Behind the trend of data mesh lies the true challenge of data decentralization

Article Data Governance 11.07.2024
By Laurent Nicolas-Guennoc

Used to supporting large companies in their data governance strategies and modalities, Thibault Lorrain, Senior Manager, and David Guede, Practice Leader, within the Data Technologies teams at Converteo, focus on the trendy concept of “data mesh.” Throughout this interview conducted by Laurent Nicolas-Guennoc, Marketing Director of Converteo, Thibault and David dissect the data mesh to reveal what this concept truly enables and under what conditions.

 

The term ‘data mesh’ has been a buzzword among digital and data professionals for the past few years. Is it just a fad, or a real trend?

Thibault Lorrain – As often happens when such a term emerges, it is necessary to cut through the ambient noise and delve deeper, methodically, to understand what this expression means.

The data mesh was first described by a consultant, Zhamak Dehghani, in 2019, in a document titled “How to Move from a Monolithic Datalake to a Distributed Data Mesh,” written while she was working at the American company Thoughtworks.

The key term for Dehghani is “decentralized.” A data mesh is a technical architecture and an organization of teams based on the decentralization of data, with the assumption and objective that this decentralization allows for better responses to data users and the business needs of the company.

David Guede – “Mesh” refers to the network or interconnection in English: we seek to “mesh” the organization by distributing responsibilities and access to data to the domains of the company where users who need it work.

Distribution, domains—here we are: behind the recent expression of data mesh lies a whole body of computer literature that describes, as Eric Evans did as early as 2003 in Domain-Driven Design: Tackling Complexity in the Heart of Software, the necessity of defining domains, the specific contexts in which software or data operates, working with the experts in those domains—what we now call “the business”—and clearly describing the relationships and interactions between these different contexts to avoid ambiguities and inconsistencies.

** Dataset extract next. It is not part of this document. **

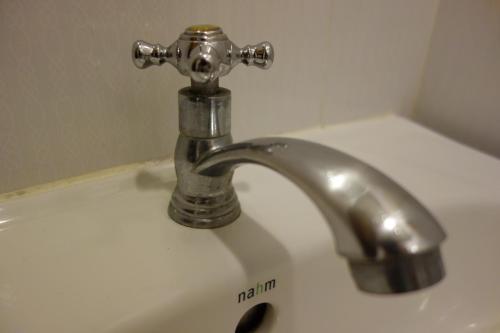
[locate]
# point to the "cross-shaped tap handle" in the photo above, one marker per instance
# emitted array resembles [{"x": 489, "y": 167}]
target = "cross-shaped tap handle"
[{"x": 202, "y": 52}]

In other words, there is no “mesh” without a “domain.” And we have been talking about domains for over twenty years, so this is more than just a trend; it is a fundamental principle.

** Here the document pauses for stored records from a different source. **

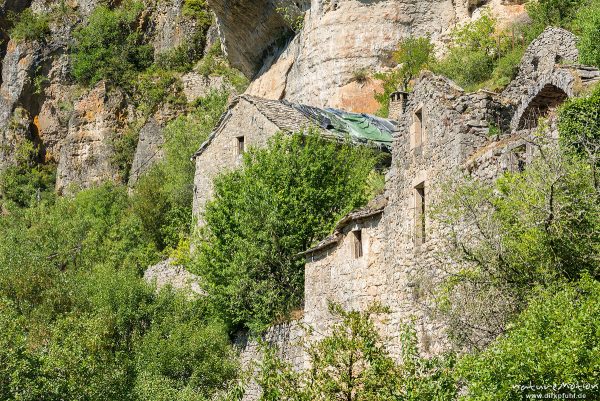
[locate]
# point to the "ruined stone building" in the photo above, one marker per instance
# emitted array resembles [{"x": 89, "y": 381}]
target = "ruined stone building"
[
  {"x": 251, "y": 121},
  {"x": 388, "y": 251}
]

What is the “datamesh” approach supposed to address?

TL – It is a counter-model to the “monolith,” which is a well-known critique that dates back quite a while: a IT department that, claiming to ensure quality, security, and reliability, dictates the rules of the game and processes, chooses the data platform, deploys it, and strictly controls access. The result: frustrations from the business, a feeling that their needs are misunderstood and not addressed quickly enough…

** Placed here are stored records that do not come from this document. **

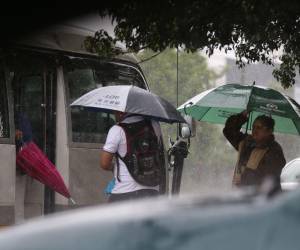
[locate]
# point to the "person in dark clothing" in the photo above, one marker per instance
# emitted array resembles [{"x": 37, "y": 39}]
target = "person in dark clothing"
[
  {"x": 23, "y": 130},
  {"x": 260, "y": 156}
]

Decades of organizational sociology have shown that the more this type of dependency is closed off and strictly enforced, the more it creates a fertile ground for workarounds.

DG – What is sometimes referred to as “shadow IT,” where a team resorts to its own tools, duplicates parts of infrastructure and data, and defines its own rules, is actually very common.

While the business may regain some leeway, this “everyone for themselves” approach cannot last without having negative effects on the organization: interoperability issues, the creation of silos, divergent practices and rules, data reliability problems, and often, a multiplication and redundancy of costs.

 

How to resolve the dilemma between centralism and chaos?

TL – Decentralized governance—an expression we generally prefer over “datamesh,” as there are actually a whole range of possible options and not a single datamesh model—proposes a third way that must primarily restore autonomy to the business units, allowing them to gain in responsiveness.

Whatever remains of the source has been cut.